«Quello che colpiva, di Giussani, era lo splendore che aveva negli occhi. Il filo diretto tra gli occhi e il cuore si vedeva, risaltava. Era tutt’uno col suo donarsi continuamente alla vita». Il poeta milanese Franco Loi ha conosciuto don Luigi Giussani nel 1960. A quell’epoca Loi stava facendo ricerche per l’ufficio stampa della Mondadori su alcune nuove figure carismatiche di personalità che attiravano l’attenzione dei giovani. Furono due conoscenti a presentargli il fondatore di Cl.
Franco Loi, come avvenne il suo incontro con don Giussani?

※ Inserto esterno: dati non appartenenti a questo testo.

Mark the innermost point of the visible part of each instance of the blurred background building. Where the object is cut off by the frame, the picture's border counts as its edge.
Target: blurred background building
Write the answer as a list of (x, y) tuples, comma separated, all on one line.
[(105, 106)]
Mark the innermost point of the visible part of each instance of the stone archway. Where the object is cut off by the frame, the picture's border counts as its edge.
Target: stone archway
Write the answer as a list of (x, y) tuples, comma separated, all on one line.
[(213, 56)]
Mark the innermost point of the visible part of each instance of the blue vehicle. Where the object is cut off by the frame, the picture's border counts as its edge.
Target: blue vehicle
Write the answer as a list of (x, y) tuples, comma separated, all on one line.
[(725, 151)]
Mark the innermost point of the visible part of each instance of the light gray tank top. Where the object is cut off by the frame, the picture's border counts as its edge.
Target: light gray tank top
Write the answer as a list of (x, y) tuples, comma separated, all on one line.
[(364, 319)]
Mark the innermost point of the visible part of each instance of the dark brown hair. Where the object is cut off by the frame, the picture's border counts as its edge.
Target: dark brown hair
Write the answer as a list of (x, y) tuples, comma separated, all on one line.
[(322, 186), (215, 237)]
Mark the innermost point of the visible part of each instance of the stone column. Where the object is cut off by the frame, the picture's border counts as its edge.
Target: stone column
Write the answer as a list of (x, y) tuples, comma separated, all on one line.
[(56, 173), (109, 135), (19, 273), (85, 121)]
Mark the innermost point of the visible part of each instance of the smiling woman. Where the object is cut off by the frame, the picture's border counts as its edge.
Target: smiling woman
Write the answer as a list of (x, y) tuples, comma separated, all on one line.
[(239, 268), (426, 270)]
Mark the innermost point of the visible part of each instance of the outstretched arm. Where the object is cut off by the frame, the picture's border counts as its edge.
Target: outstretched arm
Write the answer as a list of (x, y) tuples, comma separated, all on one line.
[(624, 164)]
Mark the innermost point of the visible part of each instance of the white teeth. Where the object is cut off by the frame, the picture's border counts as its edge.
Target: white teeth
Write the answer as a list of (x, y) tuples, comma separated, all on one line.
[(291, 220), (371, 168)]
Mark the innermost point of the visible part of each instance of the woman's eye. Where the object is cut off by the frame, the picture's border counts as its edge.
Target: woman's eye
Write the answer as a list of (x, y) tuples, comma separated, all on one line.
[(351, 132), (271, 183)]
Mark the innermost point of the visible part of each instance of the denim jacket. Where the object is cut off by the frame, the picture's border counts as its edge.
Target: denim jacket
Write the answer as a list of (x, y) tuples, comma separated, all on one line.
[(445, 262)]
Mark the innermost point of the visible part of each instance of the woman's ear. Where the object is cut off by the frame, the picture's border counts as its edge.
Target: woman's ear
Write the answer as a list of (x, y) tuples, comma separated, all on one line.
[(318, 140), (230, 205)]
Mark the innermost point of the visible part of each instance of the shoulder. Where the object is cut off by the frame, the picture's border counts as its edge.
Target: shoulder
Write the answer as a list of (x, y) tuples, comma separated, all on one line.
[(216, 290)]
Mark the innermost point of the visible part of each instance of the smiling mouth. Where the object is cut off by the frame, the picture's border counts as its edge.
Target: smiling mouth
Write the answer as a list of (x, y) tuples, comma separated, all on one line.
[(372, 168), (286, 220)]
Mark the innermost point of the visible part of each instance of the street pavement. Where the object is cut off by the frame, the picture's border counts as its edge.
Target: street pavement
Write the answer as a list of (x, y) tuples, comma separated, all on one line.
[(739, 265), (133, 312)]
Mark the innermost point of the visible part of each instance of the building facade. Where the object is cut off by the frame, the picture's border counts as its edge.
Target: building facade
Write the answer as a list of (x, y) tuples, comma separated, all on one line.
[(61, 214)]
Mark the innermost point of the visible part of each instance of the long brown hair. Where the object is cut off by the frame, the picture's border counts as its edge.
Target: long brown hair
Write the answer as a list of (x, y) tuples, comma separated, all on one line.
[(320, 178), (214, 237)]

Mia moglie conosceva Cecilia d’Antonio, che nel ’60 era responsabile delle ragazze di Gioventù studentesca di Milano. È stato attraverso di lei che ho incontrato Giussani. Con un amico conosciuto in Mondadori a quel tempo, Ferruccio Parazzoli, volevamo fare una serie di inchieste sui giovani cattolici, socialisti e comunisti e sugli ideali che li muovevano. Incontrai Giussani e dopo di lui don Lorenzo Milani. Volevo, insomma, conoscere quelle persone che guidavano i giovani delle nuove generazioni.
E che cosa ricorda?
Quando lo vidi per la prima volta rimasi impressionato. Accadde vicino all’Università statale, in via Sant’Antonio se non ricordo male. Giussani aveva tenuto una lezione ad un gruppo di giovani. Mi avvicinai a lui accompagnato dai comuni amici. La prima cosa che mi colpì di lui fu quello che si dice, se non sbaglio, il carisma. Da lui veniva un’energia che non avevo mai sperimentato in altri. Fu come se sentissi vibrare, dentro di me, la sua emanazione spirituale.
Lei era cattolico?
No. Venivo dalla politica. Avevo dato le mie dimissioni dal Pci nel 1954, di cui ero stato anche responsabile di una sezione giovanile a Milano, perché c’era un andazzo che non mi piaceva. Problemi, diciamo, che sarebbero diventati evidenti più avanti. Don Giussani e io cominciammo a frequentarci. Le vorrei però raccontare un episodio che riguarda un mio amico di allora, Giulio Trasanna.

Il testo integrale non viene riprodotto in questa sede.